Oostenrijks straf rechtsgeleerde,*2.3.1851 Wenen, ♱21.6.1919 Seeheim an der Bergstrasse; neef van Franz von Liszt. Liszt was een leerling van R.v.Jhering.
In 1879 werd hij hoogleraar te Giessen, in 1882 te Marburg, in 1889 te Halle en in 1899 te Berlijn. Hij wordt beschouwd als de grondlegger van de sociologisch georiënteerde Criminalistische School, die zich in 1889 in de Internationale kriminalistische Vereinigung organiseerde en empirisch onderzoek naar de oorzaken en verschijningsvormen van de misdadigheid nastreefde.Liszt verlegde de aandacht van de vergelding naar de persoon van de verdachte, en beschouwde straf als middel tot beveiliging en opvoeding.
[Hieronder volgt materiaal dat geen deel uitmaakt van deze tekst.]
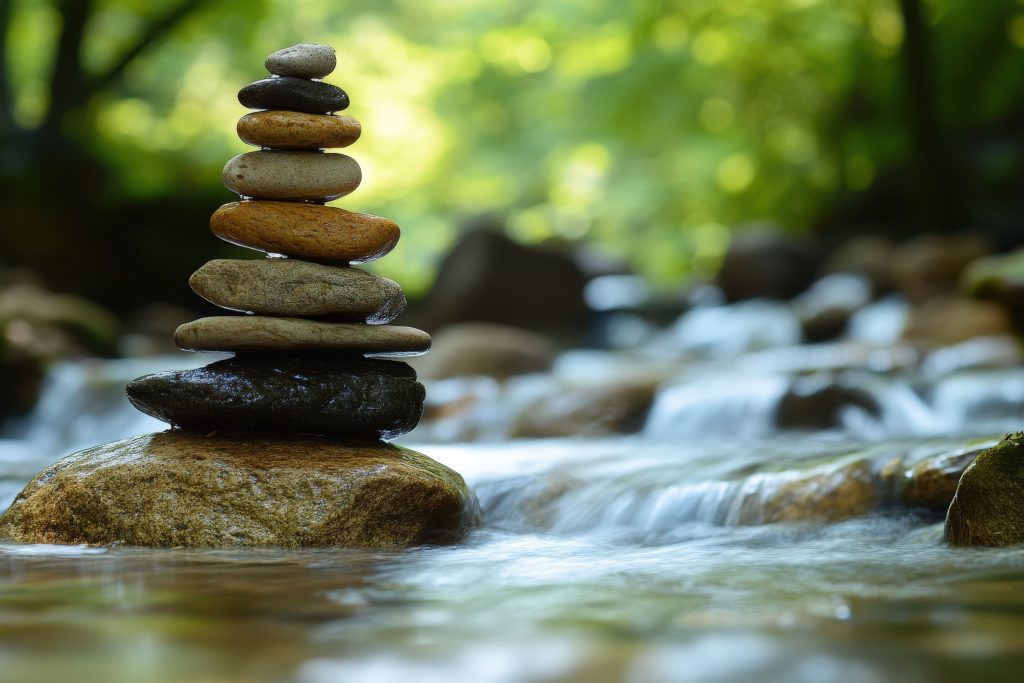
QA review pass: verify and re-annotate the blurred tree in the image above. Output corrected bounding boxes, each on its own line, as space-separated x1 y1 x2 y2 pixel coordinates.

Werken:
Lehrbuch des deutschen Strafrechts (1881; 26e dr. door E.Schmidt, 1932), Strafrechtliche Aufsatze und Vortrage (2 dln. 1905).
LITT. A.Rebhan, F.von Liszt und die moderne défense sociale (1963); E.Schmidt, Einf. in die Gesch. der deutschen Strafrechtspflege (3e dr.1965); G.T.Kempe, F.von Liszt en de criminologie (1968); E.Schmidt, F.von Liszt zum Gedächtnis (1969).